Warning Signs Your Parent Is Unable to Live Alone
An unsettling proposition, the time may have arrived when your parent is no longer able to live on his or her own. No one likes the idea of watching a parent decline as they age. However, that generally is part and parcel with growing older.
There are some warning signs that you need to be aware of that are indicative of the reality that your parent no longer may be able to live alone:
- Difficulty walking
- Neglected hygiene
- Clothing choices that suggest confusion
- Unpaid bills
- Neglected hobbies or pastimes
- Poor housekeeping
- Weight loss
We discuss each of these warning signs that are indicative of a parent not being able to live alone. Oftentimes, a parent will exhibit more than one of these signs when the time has arrived to consider moving to a different type of residential setting. For example, a parent might have difficulty walking, have unpaid bills, and may be experiencing weight loss.
A relatively commonplace warning sign that a parent is at a stage where he or she should not live alone is more pronounced difficulty walking. Many older people have some issue with walking, but not to the point of really impacting their mobility. Difficulty walking that is significant enough to consider a move from living alone is such that a parent really labors to get around on a consistent basis. Indeed, this type of situation is such that a parent would have a difficult time responding to an emergency situation because of a very real mobility issue.
Another warning sign that a parent may be unable to live alone is neglected hygiene. One of the reasons an older person has what appears to be neglected hygiene stems from a physical inability to appropriately tend to daily grooming tasks. This overall inability is very apt to cause an older person to forgo certain grooming steps with regularity. Moreover, when an older person initially starts to have problems tending to grooming and bathing, that individual is not at all likely to be eager to ask for help in this regard.
Clothing Choices That Suggest Confusion
Yet another of the warning signs that your parent no longer may be able to live alone is his or her clothing choices. Specifically, if your parent’s clothing choices suggest confusion, that can be an indicator that your mother or father no longer can live alone. Clothing choice confusion can include such things as flagrant mismatching of garments. It can also be exemplified by wearing garments completely out of season or without regard to trending temperatures.
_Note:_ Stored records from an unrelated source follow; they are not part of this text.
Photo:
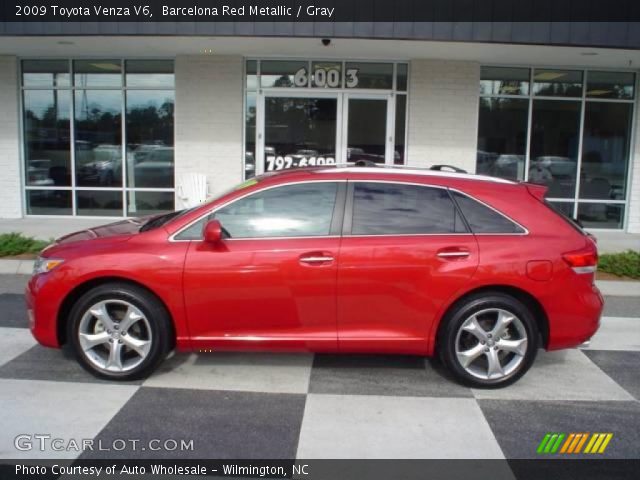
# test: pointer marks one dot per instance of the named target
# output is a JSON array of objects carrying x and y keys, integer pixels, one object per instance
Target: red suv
[{"x": 478, "y": 270}]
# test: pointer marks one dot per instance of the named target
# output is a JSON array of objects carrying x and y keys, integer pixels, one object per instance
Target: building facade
[{"x": 107, "y": 125}]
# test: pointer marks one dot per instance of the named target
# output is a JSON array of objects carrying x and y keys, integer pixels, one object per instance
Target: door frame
[
  {"x": 342, "y": 119},
  {"x": 389, "y": 127}
]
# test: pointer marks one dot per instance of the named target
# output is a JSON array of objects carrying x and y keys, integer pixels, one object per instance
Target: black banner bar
[
  {"x": 543, "y": 468},
  {"x": 319, "y": 11}
]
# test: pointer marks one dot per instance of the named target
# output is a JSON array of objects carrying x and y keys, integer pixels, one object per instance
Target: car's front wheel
[
  {"x": 119, "y": 331},
  {"x": 489, "y": 340}
]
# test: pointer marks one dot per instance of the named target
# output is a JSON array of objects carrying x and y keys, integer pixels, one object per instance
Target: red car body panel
[{"x": 378, "y": 293}]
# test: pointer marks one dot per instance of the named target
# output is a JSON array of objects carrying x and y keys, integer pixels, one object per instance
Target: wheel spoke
[
  {"x": 474, "y": 328},
  {"x": 494, "y": 366},
  {"x": 89, "y": 341},
  {"x": 114, "y": 363},
  {"x": 100, "y": 312},
  {"x": 141, "y": 347},
  {"x": 504, "y": 320},
  {"x": 131, "y": 316},
  {"x": 519, "y": 347},
  {"x": 467, "y": 357}
]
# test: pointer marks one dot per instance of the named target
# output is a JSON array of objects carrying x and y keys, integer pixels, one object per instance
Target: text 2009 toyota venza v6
[{"x": 479, "y": 271}]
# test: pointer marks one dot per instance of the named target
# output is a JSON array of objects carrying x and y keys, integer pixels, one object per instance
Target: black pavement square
[
  {"x": 397, "y": 375},
  {"x": 520, "y": 426},
  {"x": 13, "y": 311}
]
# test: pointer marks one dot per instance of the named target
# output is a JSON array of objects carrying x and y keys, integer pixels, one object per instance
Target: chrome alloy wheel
[
  {"x": 115, "y": 335},
  {"x": 491, "y": 344}
]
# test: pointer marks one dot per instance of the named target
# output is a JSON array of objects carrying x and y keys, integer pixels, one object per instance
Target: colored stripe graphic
[{"x": 572, "y": 443}]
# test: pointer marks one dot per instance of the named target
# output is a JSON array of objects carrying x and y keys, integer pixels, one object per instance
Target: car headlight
[{"x": 44, "y": 265}]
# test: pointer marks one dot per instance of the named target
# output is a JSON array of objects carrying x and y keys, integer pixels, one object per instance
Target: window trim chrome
[{"x": 172, "y": 238}]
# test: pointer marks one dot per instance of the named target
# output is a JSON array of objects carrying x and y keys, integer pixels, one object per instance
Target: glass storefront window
[
  {"x": 98, "y": 142},
  {"x": 401, "y": 116},
  {"x": 610, "y": 85},
  {"x": 97, "y": 73},
  {"x": 504, "y": 81},
  {"x": 502, "y": 137},
  {"x": 150, "y": 154},
  {"x": 46, "y": 73},
  {"x": 94, "y": 103},
  {"x": 557, "y": 83},
  {"x": 299, "y": 132},
  {"x": 96, "y": 203},
  {"x": 555, "y": 132},
  {"x": 148, "y": 203},
  {"x": 601, "y": 215},
  {"x": 605, "y": 150},
  {"x": 49, "y": 202},
  {"x": 47, "y": 131},
  {"x": 593, "y": 187},
  {"x": 250, "y": 136},
  {"x": 149, "y": 73}
]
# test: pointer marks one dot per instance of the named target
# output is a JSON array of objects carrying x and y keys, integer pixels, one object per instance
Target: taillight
[{"x": 582, "y": 261}]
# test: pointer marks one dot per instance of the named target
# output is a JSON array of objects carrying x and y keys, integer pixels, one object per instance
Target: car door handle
[
  {"x": 316, "y": 258},
  {"x": 453, "y": 253}
]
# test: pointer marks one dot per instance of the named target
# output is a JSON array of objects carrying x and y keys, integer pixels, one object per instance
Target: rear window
[
  {"x": 574, "y": 223},
  {"x": 397, "y": 209},
  {"x": 483, "y": 219}
]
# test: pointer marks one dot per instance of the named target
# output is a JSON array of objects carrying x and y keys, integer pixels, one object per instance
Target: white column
[
  {"x": 443, "y": 113},
  {"x": 10, "y": 182},
  {"x": 209, "y": 119}
]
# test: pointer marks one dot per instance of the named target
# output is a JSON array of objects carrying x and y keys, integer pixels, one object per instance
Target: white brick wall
[
  {"x": 208, "y": 119},
  {"x": 10, "y": 196},
  {"x": 443, "y": 113},
  {"x": 633, "y": 224}
]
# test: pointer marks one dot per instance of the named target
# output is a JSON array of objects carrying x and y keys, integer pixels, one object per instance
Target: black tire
[
  {"x": 158, "y": 320},
  {"x": 484, "y": 302}
]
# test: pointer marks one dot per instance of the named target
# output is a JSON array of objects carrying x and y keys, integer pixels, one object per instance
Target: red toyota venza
[{"x": 477, "y": 270}]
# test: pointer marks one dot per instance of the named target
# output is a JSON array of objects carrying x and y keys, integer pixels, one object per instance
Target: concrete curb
[{"x": 607, "y": 287}]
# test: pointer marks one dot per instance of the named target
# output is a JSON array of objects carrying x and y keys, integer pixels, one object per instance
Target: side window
[
  {"x": 301, "y": 210},
  {"x": 483, "y": 219},
  {"x": 388, "y": 209}
]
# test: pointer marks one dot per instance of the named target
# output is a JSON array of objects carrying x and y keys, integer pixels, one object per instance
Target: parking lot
[{"x": 234, "y": 405}]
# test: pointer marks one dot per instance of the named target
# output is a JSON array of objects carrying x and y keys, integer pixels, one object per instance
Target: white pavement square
[
  {"x": 13, "y": 342},
  {"x": 250, "y": 372},
  {"x": 369, "y": 427},
  {"x": 561, "y": 375},
  {"x": 617, "y": 333},
  {"x": 61, "y": 409}
]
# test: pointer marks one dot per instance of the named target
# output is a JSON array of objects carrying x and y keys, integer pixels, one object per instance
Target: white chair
[{"x": 192, "y": 189}]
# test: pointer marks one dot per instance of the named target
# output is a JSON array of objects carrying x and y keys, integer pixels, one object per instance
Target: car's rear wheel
[
  {"x": 489, "y": 340},
  {"x": 119, "y": 331}
]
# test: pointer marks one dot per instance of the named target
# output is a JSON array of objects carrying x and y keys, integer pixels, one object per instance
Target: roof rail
[{"x": 370, "y": 163}]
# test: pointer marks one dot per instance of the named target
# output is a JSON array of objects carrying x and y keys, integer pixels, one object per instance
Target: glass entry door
[
  {"x": 366, "y": 129},
  {"x": 299, "y": 131}
]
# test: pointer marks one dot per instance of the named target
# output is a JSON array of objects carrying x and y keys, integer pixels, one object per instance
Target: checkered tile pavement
[{"x": 237, "y": 405}]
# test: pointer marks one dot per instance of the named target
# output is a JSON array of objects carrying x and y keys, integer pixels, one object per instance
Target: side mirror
[{"x": 213, "y": 232}]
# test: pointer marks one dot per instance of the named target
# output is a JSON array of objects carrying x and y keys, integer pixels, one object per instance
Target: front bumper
[{"x": 42, "y": 308}]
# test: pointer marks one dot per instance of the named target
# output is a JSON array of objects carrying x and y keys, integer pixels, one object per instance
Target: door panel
[
  {"x": 259, "y": 294},
  {"x": 406, "y": 252},
  {"x": 390, "y": 288}
]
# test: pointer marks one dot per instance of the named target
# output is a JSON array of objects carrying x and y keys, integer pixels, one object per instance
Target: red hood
[{"x": 123, "y": 227}]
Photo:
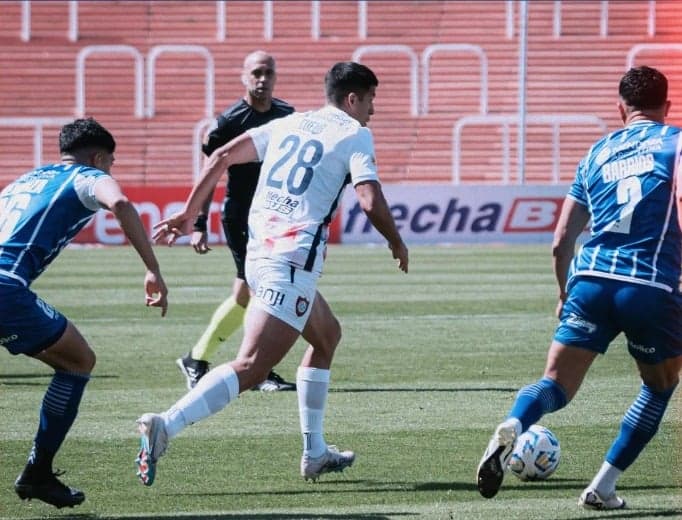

A commonplace sign that a parent may need an alternative living situation and should no longer live alone is a growing problem with unpaid bills. Forgetting to pay a bill once in a while happens to all of us. However, if this becomes a persistent issue, the reality is that the time may have arrived for your mother or father to transition to another living situation that does not involve living alone.
Neglected Hobbies or Pastimes
A warning sign that your parents are unable to live alone is neglect of hobbies or pastimes that they historically have enjoyed. In this regard, hobbies and pastimes are broadly designed and include such things as caring for plants and pets. There can be a variety of reasons why this neglect of hobbies and pastimes might occur:
- Physical issues that make tending to things like plants or pets difficult
- Cognitive issues that cause them to lose sight of tasks associated with caring for plants and pets
Poor housekeeping is another possible warning sign that your parents are no longer fully capable of living alone. As is the case with other tasks of daily living, poor housekeeping can arise for a number of different reasons that are connected to the aging process. These can include physical or cognitive issues that have developed as your parent has aged and grown older.
Finally, weight loss can be a sign that a parent is no longer able to live alone. Weight loss can occur because a parent is not eating properly. An aging parent may not be eating properly as a result of physical issues that make meal preparation challenging. In the alternative, an aging parent may be experiencing cognitive problems that impact a person’s ability to undertake certain tasks of daily living like meal preparation. The possibility also exists that an older parent is suffering from some sort of health issue that is impacting that person’s weight.
Detecting the presence of one or another of these warning signs necessitates staying in regular contact with a parent. This includes spending time in person with a parent on a consistent basis to be able to monitor how your mother or father is doing.